GRE Verbal Tips for Pakistani Students
GRE verbal section is a hard nut to crack for students in Pakistan. The verbal section tests reading comprehension, critical reasoning and most difficult of all – vocabulary. Therefore, it is a no brainer that most Pakistanis and other non-native English speakers face a horrible time preparing this section. To be blunt, most of the time the fault lies with them as they don’t develop a proper strategy to tackle this section. They often get lured by raw online practice tests and vocabulary lists and waste their precious time cramming them. GRE verbal is much more than vocabulary and tests analytical, reading skills and time management skills more than vocabulary. Here is how a non-native English speaker should go about preparing GRE verbal.
Develop a habit to read
Most people start by trying to remember 10-30 words a day but in a week they lose your interest. You should start by reading basic material from dense english publications like New York Times, The New Yorker, and The Wall Street Journal etc. Read material on topics of your interest so that you don’t get bored. Keep this habit for 15-20 days and then move on to advanced reading stuff from novels like ‘The Great Gatsby’, ‘1984’ etc. While reading, simply write down any words you don’t know as you encounter them. You’ll start to notice that certain words appear again and again and they will automatically become ingrained into your memory. This way you can keep your own vocabulary journal.
Don’t memorize vocabulary
This is a trap many GRE test takers in Pakistan fall into. Every single GRE student asks me “Sir koi fit si vocabulary list bata dein” (Talha please suggest a great vocabulary resource). Well if GRE verbal section was as easy as memorising words and their meanings, then anybody would ace GRE in Pakistan – especially since we are great at “Ratta” (Rote learning). So if you just cram a few high frequency words from your magic list without understanding the context in which they are used, then you are going to get a hard time on the actual test. The more you read, the more confident you will become.
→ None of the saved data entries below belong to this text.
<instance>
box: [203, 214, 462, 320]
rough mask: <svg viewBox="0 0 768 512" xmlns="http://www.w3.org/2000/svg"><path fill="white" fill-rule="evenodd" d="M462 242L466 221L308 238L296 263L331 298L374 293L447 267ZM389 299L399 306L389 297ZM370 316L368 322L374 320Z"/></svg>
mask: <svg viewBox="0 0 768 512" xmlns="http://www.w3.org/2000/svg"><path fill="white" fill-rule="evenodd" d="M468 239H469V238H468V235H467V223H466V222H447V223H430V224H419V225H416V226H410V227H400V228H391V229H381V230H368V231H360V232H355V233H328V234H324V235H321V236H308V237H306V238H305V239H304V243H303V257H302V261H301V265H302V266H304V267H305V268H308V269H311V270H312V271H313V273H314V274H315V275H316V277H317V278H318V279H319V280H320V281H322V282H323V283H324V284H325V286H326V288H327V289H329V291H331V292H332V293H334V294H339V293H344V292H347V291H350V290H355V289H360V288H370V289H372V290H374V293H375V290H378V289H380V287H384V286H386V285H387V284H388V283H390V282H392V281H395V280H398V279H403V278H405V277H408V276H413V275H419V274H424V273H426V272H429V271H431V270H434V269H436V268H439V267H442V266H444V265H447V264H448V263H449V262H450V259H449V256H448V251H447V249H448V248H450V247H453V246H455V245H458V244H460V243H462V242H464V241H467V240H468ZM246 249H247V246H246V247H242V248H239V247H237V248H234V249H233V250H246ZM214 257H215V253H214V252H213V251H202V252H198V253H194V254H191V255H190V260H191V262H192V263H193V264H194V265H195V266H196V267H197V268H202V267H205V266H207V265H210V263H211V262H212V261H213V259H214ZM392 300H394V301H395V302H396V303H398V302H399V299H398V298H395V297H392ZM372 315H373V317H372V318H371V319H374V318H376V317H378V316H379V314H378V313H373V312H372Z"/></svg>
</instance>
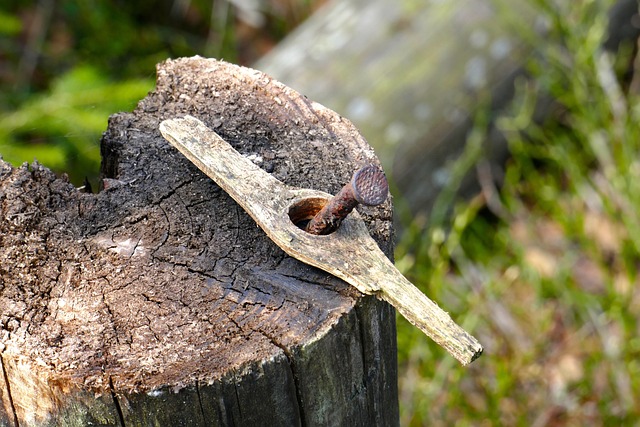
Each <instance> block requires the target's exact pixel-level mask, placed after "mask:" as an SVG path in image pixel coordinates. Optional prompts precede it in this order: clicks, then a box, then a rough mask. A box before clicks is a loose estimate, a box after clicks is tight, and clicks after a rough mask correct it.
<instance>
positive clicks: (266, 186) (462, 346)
mask: <svg viewBox="0 0 640 427" xmlns="http://www.w3.org/2000/svg"><path fill="white" fill-rule="evenodd" d="M160 131H161V133H162V135H163V136H164V137H165V138H166V139H167V140H168V141H169V142H171V144H172V145H173V146H174V147H176V148H177V149H178V150H179V151H180V152H181V153H182V154H184V155H185V156H186V157H187V158H188V159H189V160H190V161H191V162H192V163H194V164H195V165H196V166H197V167H198V168H199V169H200V170H201V171H203V172H204V173H206V174H207V175H208V176H209V177H210V178H211V179H213V180H214V181H215V182H216V183H217V184H218V185H219V186H220V187H222V188H223V189H224V190H225V191H226V192H227V193H229V195H230V196H231V197H232V198H233V199H234V200H235V201H236V202H238V204H240V205H241V206H242V207H243V208H244V210H245V211H247V212H248V213H249V215H251V217H252V218H253V219H254V220H255V221H256V223H257V224H258V225H259V226H260V228H262V230H263V231H264V232H265V233H266V234H267V235H268V236H269V238H271V240H273V241H274V242H275V243H276V244H277V245H278V246H279V247H280V248H281V249H282V250H284V251H285V252H287V253H288V254H289V255H291V256H293V257H295V258H297V259H299V260H301V261H303V262H304V263H306V264H310V265H313V266H315V267H318V268H321V269H323V270H325V271H327V272H329V273H331V274H333V275H334V276H336V277H339V278H341V279H343V280H345V281H346V282H348V283H349V284H351V285H353V286H355V287H356V288H357V289H358V290H359V291H360V292H362V293H364V294H369V295H376V296H377V297H379V298H381V299H383V300H385V301H387V302H389V303H391V304H392V305H393V306H394V307H395V308H396V309H397V310H398V311H399V312H400V313H401V314H402V315H403V316H404V317H405V318H406V319H407V320H408V321H409V322H411V323H412V324H414V325H415V326H417V327H418V328H420V330H422V331H423V332H424V333H425V334H427V335H428V336H429V337H431V338H432V339H433V340H434V341H435V342H436V343H438V344H439V345H441V346H442V347H443V348H445V349H446V350H447V351H448V352H449V353H450V354H451V355H452V356H453V357H455V358H456V359H457V360H458V361H459V362H460V363H462V364H463V365H467V364H469V363H471V362H472V361H473V360H475V359H476V358H477V357H479V356H480V354H482V346H481V345H480V343H479V342H478V341H477V340H476V339H475V338H473V337H472V336H471V335H470V334H468V333H467V332H466V331H464V330H463V329H462V328H460V326H458V325H457V324H456V323H455V322H453V320H452V319H451V317H450V316H449V315H448V314H447V313H446V312H444V311H443V310H442V309H440V308H439V307H438V305H437V304H435V303H434V302H433V301H431V300H430V299H429V298H428V297H426V296H425V295H424V294H423V293H422V292H420V291H419V290H418V289H417V288H416V287H415V286H413V285H412V284H411V283H410V282H409V281H408V280H406V279H405V278H404V276H402V274H401V273H400V272H399V271H398V270H397V269H396V268H395V266H394V265H393V264H392V263H391V262H390V261H389V260H388V259H387V257H386V256H385V255H384V254H383V253H382V251H380V249H379V248H378V246H377V245H376V242H375V241H374V240H373V239H372V238H371V237H370V236H369V233H368V231H367V229H366V227H365V225H364V223H363V222H362V219H361V218H360V217H359V215H357V213H353V214H352V215H350V216H349V217H347V219H346V220H345V221H344V222H343V224H342V226H341V227H340V228H339V229H338V230H337V231H336V232H334V233H331V234H329V235H326V236H317V235H313V234H310V233H307V232H305V231H304V230H302V229H300V228H299V227H297V226H296V225H295V224H294V223H293V222H292V221H291V218H290V216H289V212H290V211H291V209H292V207H294V206H297V205H299V204H300V203H303V202H304V201H305V200H308V199H326V200H328V199H330V198H331V196H330V195H329V194H327V193H324V192H320V191H316V190H310V189H299V188H293V187H290V186H287V185H284V184H283V183H281V182H280V181H278V180H277V179H275V178H273V177H272V176H271V175H269V174H268V173H266V172H264V171H263V170H262V169H260V168H259V167H258V166H256V165H255V164H253V163H252V162H251V161H250V160H248V159H247V158H245V157H243V156H241V155H240V154H239V153H238V152H237V151H236V150H234V149H233V148H232V147H231V146H230V145H229V144H228V143H226V142H225V141H224V140H223V139H222V138H221V137H220V136H219V135H218V134H216V133H215V132H213V131H212V130H210V129H209V128H207V126H206V125H205V124H204V123H202V122H201V121H200V120H198V119H196V118H195V117H191V116H185V117H184V118H180V119H170V120H165V121H163V122H162V123H161V124H160Z"/></svg>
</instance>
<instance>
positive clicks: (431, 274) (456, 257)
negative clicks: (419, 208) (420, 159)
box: [396, 1, 640, 426]
mask: <svg viewBox="0 0 640 427" xmlns="http://www.w3.org/2000/svg"><path fill="white" fill-rule="evenodd" d="M535 3H537V7H538V8H539V9H540V10H542V11H543V13H544V14H545V15H546V17H547V19H548V22H549V23H550V24H551V25H550V30H549V33H548V34H547V35H546V37H545V38H540V37H538V36H535V35H532V34H523V36H525V38H527V39H528V41H529V42H530V43H531V44H532V46H533V49H534V50H535V52H536V58H535V59H533V60H531V63H530V64H528V67H529V70H530V71H531V79H527V80H524V79H523V80H521V81H519V82H518V84H517V86H518V90H517V96H516V98H515V99H514V101H513V104H512V106H511V107H510V108H509V109H508V110H507V111H506V112H504V113H502V114H501V115H500V116H499V117H496V118H495V123H496V126H497V127H498V129H499V130H500V131H501V132H502V133H503V134H504V136H505V137H506V138H507V140H508V144H509V149H510V152H511V157H510V160H509V161H508V164H507V165H506V170H505V177H504V180H503V182H502V183H501V185H500V186H499V188H498V189H497V191H498V196H499V197H497V198H495V197H492V196H491V193H490V192H489V191H486V190H487V189H485V191H483V192H482V193H481V194H479V195H478V196H477V197H475V198H473V199H472V200H468V201H462V200H457V199H455V197H453V194H454V190H455V188H456V186H457V185H458V183H459V181H460V179H461V176H462V175H464V173H466V172H468V171H472V172H475V169H474V168H475V167H477V166H478V165H481V164H482V161H483V159H482V149H481V148H479V147H482V143H483V135H484V129H486V118H484V117H482V116H480V118H479V120H478V123H479V124H478V126H476V129H475V130H474V131H473V132H472V133H471V134H470V136H469V141H468V148H467V152H466V153H465V155H464V156H463V158H462V159H461V160H459V162H458V163H457V164H456V165H454V166H453V170H455V171H456V173H455V174H454V175H455V176H457V177H458V179H454V180H453V182H452V183H451V188H449V189H447V190H446V191H444V192H443V193H442V195H441V196H440V200H439V203H437V204H436V208H434V212H433V214H432V215H431V217H430V218H418V219H416V220H415V221H414V222H412V223H410V224H407V232H406V233H405V234H404V235H403V236H402V238H401V242H400V244H399V245H398V247H397V253H396V257H397V260H398V265H399V266H400V267H401V269H402V270H403V272H404V273H405V274H406V275H407V276H408V277H409V278H410V279H411V280H412V281H413V282H414V283H416V284H418V285H419V286H421V287H422V289H423V290H424V291H425V292H426V293H427V294H429V295H430V296H431V297H432V298H433V299H435V300H436V301H438V302H439V303H440V304H441V305H442V306H444V307H445V308H446V309H447V310H449V311H450V312H452V314H453V316H454V318H455V319H456V320H457V321H459V322H461V323H462V325H463V327H465V328H466V329H467V330H470V331H472V333H473V334H474V335H475V336H476V337H477V338H478V339H479V340H480V341H481V342H482V343H483V344H484V346H485V354H484V355H483V356H482V357H481V358H480V359H478V360H477V361H475V362H474V363H473V364H472V365H471V366H470V367H466V368H464V367H461V366H459V365H458V364H457V363H456V362H455V361H454V360H453V359H452V358H451V357H450V356H448V355H447V354H446V353H445V352H444V351H443V350H441V349H440V348H438V347H437V346H436V345H434V344H433V343H431V342H430V341H429V340H428V339H426V338H425V337H424V336H422V335H421V334H420V333H419V332H418V331H417V330H415V328H413V327H411V326H410V325H408V324H407V323H406V322H405V321H404V320H403V319H400V320H399V338H398V339H399V348H400V378H401V382H400V395H401V416H402V420H401V424H402V425H443V426H444V425H446V426H449V425H522V426H530V425H536V426H542V425H633V424H634V422H636V420H637V419H640V338H639V332H640V323H639V320H638V318H639V317H640V290H639V288H638V285H639V283H638V265H639V261H640V247H639V245H640V220H639V214H638V212H639V211H640V188H638V187H639V186H640V179H639V178H640V177H639V174H640V126H639V125H638V123H640V120H639V119H640V117H639V116H640V102H638V101H639V97H638V93H637V86H636V85H637V84H638V81H636V80H635V79H640V75H634V76H633V78H632V80H631V82H628V81H627V82H621V79H619V78H618V77H617V76H616V69H617V66H618V64H620V63H622V64H625V61H628V60H633V59H634V58H633V57H630V56H629V55H627V57H623V56H624V55H621V56H620V57H618V58H613V57H611V56H610V55H608V54H607V53H605V52H603V51H602V49H601V48H600V45H601V44H602V42H603V40H604V37H605V28H606V11H607V9H608V6H609V5H610V4H605V3H602V2H588V1H579V2H566V3H567V6H566V7H567V8H568V9H566V10H562V9H561V8H559V7H553V6H551V4H552V3H551V2H548V1H537V2H535ZM527 27H528V26H526V25H524V26H520V28H527ZM627 52H631V49H627ZM627 65H628V64H627ZM543 96H551V97H552V98H553V99H555V100H556V101H557V102H556V103H555V104H554V105H553V106H552V107H551V108H550V109H549V111H547V113H548V114H547V119H546V120H545V121H544V122H543V123H536V122H535V121H534V120H533V118H532V117H533V110H534V109H533V107H534V106H535V105H536V102H537V101H538V100H539V99H541V98H542V97H543Z"/></svg>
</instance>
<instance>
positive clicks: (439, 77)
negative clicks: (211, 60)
mask: <svg viewBox="0 0 640 427" xmlns="http://www.w3.org/2000/svg"><path fill="white" fill-rule="evenodd" d="M562 3H563V4H568V3H567V2H562ZM505 12H507V13H505ZM508 14H510V16H507V15H508ZM513 16H519V18H518V21H514V20H513ZM637 18H638V3H637V0H619V1H618V2H616V4H615V6H614V7H613V8H612V11H611V14H610V26H609V38H608V40H607V42H606V43H605V47H606V48H607V49H611V50H613V49H615V48H617V46H618V45H619V44H620V43H621V42H627V43H628V42H631V43H633V44H635V39H637V37H638V35H639V33H640V29H639V28H638V26H637V25H634V21H637ZM510 19H511V20H510ZM545 19H546V18H545V16H544V13H541V12H540V11H539V10H536V8H535V5H532V4H531V2H528V1H526V0H515V1H509V2H496V1H494V0H461V1H454V2H451V1H431V2H415V1H412V0H399V1H398V0H340V1H332V2H329V3H328V4H327V5H326V6H325V7H323V8H322V9H320V10H319V11H318V12H316V13H315V14H314V15H313V16H312V17H310V18H309V19H308V20H307V21H305V22H304V24H303V25H301V26H300V27H299V28H298V29H296V30H295V31H294V32H292V33H291V34H290V35H289V36H288V37H287V38H286V39H285V40H284V41H283V42H281V43H279V44H278V46H276V48H274V49H273V50H272V51H270V52H269V53H268V54H267V55H265V56H264V57H263V58H261V59H260V60H259V61H258V62H257V63H256V64H255V67H256V68H258V69H260V70H262V71H264V72H266V73H268V74H270V75H272V76H274V77H275V78H277V79H279V80H280V81H282V82H284V83H285V84H287V85H289V86H290V87H292V88H294V89H296V90H298V91H299V92H301V93H304V94H305V95H306V96H308V97H310V98H312V99H315V100H316V101H318V102H321V103H322V104H324V105H326V106H328V107H329V108H331V109H333V110H335V111H337V112H338V113H340V114H342V115H344V116H345V117H347V118H349V119H350V120H352V121H353V122H354V123H355V125H356V126H357V127H358V129H360V131H361V132H362V134H363V135H365V137H366V138H367V139H368V140H369V142H370V143H371V145H372V146H373V147H374V148H375V150H376V152H377V153H378V156H379V157H380V159H381V160H382V163H383V164H384V165H385V167H386V169H387V171H388V175H389V177H390V178H391V179H392V181H393V183H394V185H395V192H396V193H397V194H399V195H401V196H402V199H403V201H405V202H406V204H407V205H408V206H409V207H410V208H411V209H412V211H413V212H416V213H417V212H423V213H424V212H429V211H430V210H431V207H432V205H433V202H434V201H435V199H436V197H437V195H438V194H439V193H440V191H441V190H442V189H443V188H444V187H445V186H446V185H447V184H448V183H449V182H450V178H451V170H450V165H451V164H452V162H453V161H454V160H455V159H457V158H458V157H459V156H460V154H461V153H462V151H463V150H464V147H465V143H466V139H467V135H468V133H469V131H470V129H471V128H472V127H473V120H474V115H475V114H476V113H477V111H478V108H484V109H487V110H489V109H490V110H491V111H493V112H494V113H495V112H499V111H500V110H502V109H504V108H506V107H507V106H508V105H509V103H510V102H511V101H512V99H513V95H514V81H515V79H516V78H518V77H523V76H526V72H525V70H524V68H525V63H526V61H527V60H528V59H529V58H530V57H531V55H532V54H534V52H533V51H532V50H533V49H532V47H531V45H530V44H527V43H525V42H524V40H523V36H522V33H519V32H517V31H515V25H514V23H516V22H526V23H528V24H530V26H531V31H542V28H544V26H545V25H544V20H545ZM551 102H552V100H551V99H550V98H549V97H548V96H542V97H541V102H540V103H539V105H538V108H537V113H536V118H540V119H542V118H544V117H548V114H549V110H551V109H550V108H548V106H549V105H550V104H551ZM483 155H484V156H485V157H486V158H487V159H488V161H489V164H491V165H493V174H494V178H495V179H499V178H500V176H501V171H502V168H503V167H502V165H503V163H504V160H505V159H506V158H507V155H508V150H507V144H506V141H505V139H504V137H503V136H502V135H501V134H500V132H497V131H494V130H492V131H491V132H490V133H489V136H488V138H487V141H486V143H485V146H484V152H483ZM477 181H478V180H477V178H476V176H468V177H467V179H466V180H465V182H464V185H463V192H464V193H466V194H469V193H472V192H476V191H477V189H478V187H479V186H478V183H477Z"/></svg>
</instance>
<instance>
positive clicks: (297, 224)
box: [289, 197, 328, 230]
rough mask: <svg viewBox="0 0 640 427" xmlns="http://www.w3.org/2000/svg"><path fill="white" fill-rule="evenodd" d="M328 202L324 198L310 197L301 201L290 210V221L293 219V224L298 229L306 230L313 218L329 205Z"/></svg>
mask: <svg viewBox="0 0 640 427" xmlns="http://www.w3.org/2000/svg"><path fill="white" fill-rule="evenodd" d="M327 201H328V200H327V199H323V198H322V197H310V198H308V199H304V200H300V201H298V202H296V203H294V204H293V205H291V207H290V208H289V219H291V222H293V223H294V224H295V225H296V227H298V228H301V229H303V230H304V228H305V227H306V226H307V224H308V223H309V221H310V220H311V218H313V217H314V216H315V215H316V214H317V213H318V212H319V211H320V209H322V207H323V206H324V205H326V204H327Z"/></svg>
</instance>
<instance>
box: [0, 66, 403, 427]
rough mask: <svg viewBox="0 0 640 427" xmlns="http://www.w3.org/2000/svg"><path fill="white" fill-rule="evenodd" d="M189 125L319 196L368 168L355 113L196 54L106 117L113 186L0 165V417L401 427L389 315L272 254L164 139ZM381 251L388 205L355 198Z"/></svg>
mask: <svg viewBox="0 0 640 427" xmlns="http://www.w3.org/2000/svg"><path fill="white" fill-rule="evenodd" d="M186 114H190V115H193V116H195V117H198V118H199V119H200V120H202V121H203V122H205V123H206V124H207V126H209V127H211V128H212V129H215V130H216V132H218V133H219V134H220V135H222V136H223V137H224V138H225V140H227V141H229V142H230V143H231V145H232V146H233V147H234V148H235V149H236V150H238V151H239V152H240V153H241V154H242V155H244V156H246V157H247V158H248V159H250V160H252V161H253V162H254V163H255V164H257V165H258V166H259V167H261V168H262V169H264V170H265V171H267V172H268V173H270V174H271V175H272V176H274V177H275V178H277V179H278V180H280V181H282V182H284V183H286V184H288V185H292V186H296V187H304V188H314V189H317V190H320V191H324V192H327V193H330V194H334V193H335V192H337V191H338V190H339V189H340V187H341V185H342V184H343V183H344V182H346V181H348V179H349V177H350V176H351V174H352V172H353V171H354V170H356V169H357V168H358V167H360V166H362V165H364V164H367V163H374V164H378V161H377V159H376V158H375V156H374V154H373V152H372V150H371V148H370V147H369V146H368V145H367V144H366V141H365V140H364V139H363V138H362V136H361V135H360V134H359V133H358V131H357V130H356V129H355V128H354V127H353V125H352V124H351V123H350V122H348V121H347V120H345V119H343V118H341V117H340V116H339V115H337V114H335V113H334V112H332V111H330V110H328V109H326V108H324V107H322V106H321V105H319V104H316V103H313V102H311V101H309V100H308V99H306V98H304V97H302V96H300V95H299V94H298V93H296V92H294V91H293V90H291V89H289V88H287V87H285V86H283V85H281V84H280V83H278V82H276V81H274V80H272V79H271V78H269V77H268V76H266V75H264V74H262V73H259V72H257V71H254V70H251V69H247V68H242V67H237V66H234V65H230V64H227V63H224V62H219V61H215V60H208V59H203V58H197V57H196V58H189V59H180V60H175V61H167V62H165V63H163V64H160V65H159V67H158V81H157V88H156V90H155V91H154V92H153V93H151V94H150V95H149V96H148V97H147V98H145V99H144V100H142V101H141V102H140V103H139V105H138V107H137V108H136V110H135V111H134V112H132V113H122V114H117V115H114V116H112V117H111V118H110V120H109V127H108V129H107V131H106V132H105V134H104V136H103V140H102V144H101V152H102V155H103V162H102V167H101V168H102V176H103V183H104V187H105V189H104V190H103V191H101V192H100V193H98V194H85V193H81V192H78V191H77V190H76V189H75V188H74V187H73V186H72V185H70V184H69V183H68V182H66V181H65V179H64V178H58V177H56V176H55V175H54V174H52V173H51V172H50V171H49V170H47V169H46V168H44V167H42V166H40V165H39V164H37V163H34V164H31V165H23V166H21V167H19V168H12V167H11V166H9V165H8V164H7V163H4V162H1V161H0V213H1V214H2V220H1V222H0V354H1V358H0V361H1V362H2V371H1V374H2V375H1V378H0V399H1V400H0V401H1V403H2V405H0V425H8V426H12V425H16V424H17V423H19V425H87V424H89V423H93V424H101V425H121V424H124V425H127V426H129V425H152V424H154V423H158V424H159V425H186V424H188V425H232V424H235V425H251V424H256V423H260V424H265V423H267V424H269V425H299V424H304V425H327V424H348V425H394V424H397V422H398V419H397V418H398V412H397V411H398V408H397V384H396V381H397V378H396V375H397V374H396V348H395V317H394V311H393V310H392V309H391V308H390V306H389V305H387V304H385V303H382V302H379V301H377V300H375V298H372V297H362V295H361V294H359V293H358V292H356V291H354V290H352V289H351V287H349V286H348V285H346V284H345V283H344V282H342V281H341V280H339V279H337V278H335V277H333V276H331V275H329V274H327V273H325V272H322V271H320V270H318V269H316V268H313V267H310V266H307V265H305V264H303V263H301V262H299V261H297V260H295V259H293V258H291V257H289V256H287V255H286V254H285V253H284V252H283V251H282V250H281V249H279V248H278V247H277V246H276V245H275V244H274V243H273V242H271V241H270V240H269V238H268V237H267V236H266V235H265V234H264V233H263V232H262V230H260V229H259V228H258V227H257V226H256V224H255V222H254V221H253V220H252V219H251V218H250V217H249V215H247V214H246V213H245V212H244V211H243V210H242V209H241V208H240V207H239V206H238V205H237V204H236V203H235V202H234V201H233V200H232V199H231V198H230V197H229V196H228V195H227V194H226V193H225V192H224V191H222V190H221V189H220V188H219V187H218V186H217V185H215V184H214V183H213V182H212V181H211V180H210V179H209V178H208V177H206V176H205V175H204V174H202V173H201V172H200V171H198V170H197V168H195V166H193V165H192V164H191V163H190V162H189V161H188V160H187V159H185V158H184V157H183V156H182V155H180V154H179V153H178V152H177V151H175V150H174V149H173V148H172V147H171V146H170V145H169V144H168V143H167V142H166V141H165V140H164V139H163V138H162V136H161V135H160V133H159V132H158V125H159V123H160V122H161V121H162V120H164V119H167V118H171V117H179V116H184V115H186ZM359 209H360V214H361V215H362V217H363V218H364V219H365V223H366V224H367V227H368V229H369V232H370V233H371V235H372V236H373V237H374V239H375V240H376V242H377V244H378V245H379V246H380V248H381V249H382V250H383V251H384V252H385V253H386V254H387V256H391V252H392V246H391V245H392V243H391V204H390V202H387V203H386V204H384V205H382V206H380V207H375V208H369V207H365V208H359Z"/></svg>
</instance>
Practice using timed exercises
Along with reading, you should also do timed practice exercises – reason being that time management is a big challenge on the GRE verbal section. Most students in Pakistan will do well on untimed practice questions, but a week before actual test they realize that they are taking longer than what GRE allows them. In order to tackle this, I would suggest that you do as many practice questions from the GRE Big Book and the ETS official guide.
Do 40 questions at a stretch – this will keep a check on your stamina as well.
One last important point: GRE rewards those who think critically and analyse what they read. It penalises those who try to breeze to the answers before fully understanding the information and questions. Be aware of this fact and practice the techniques above.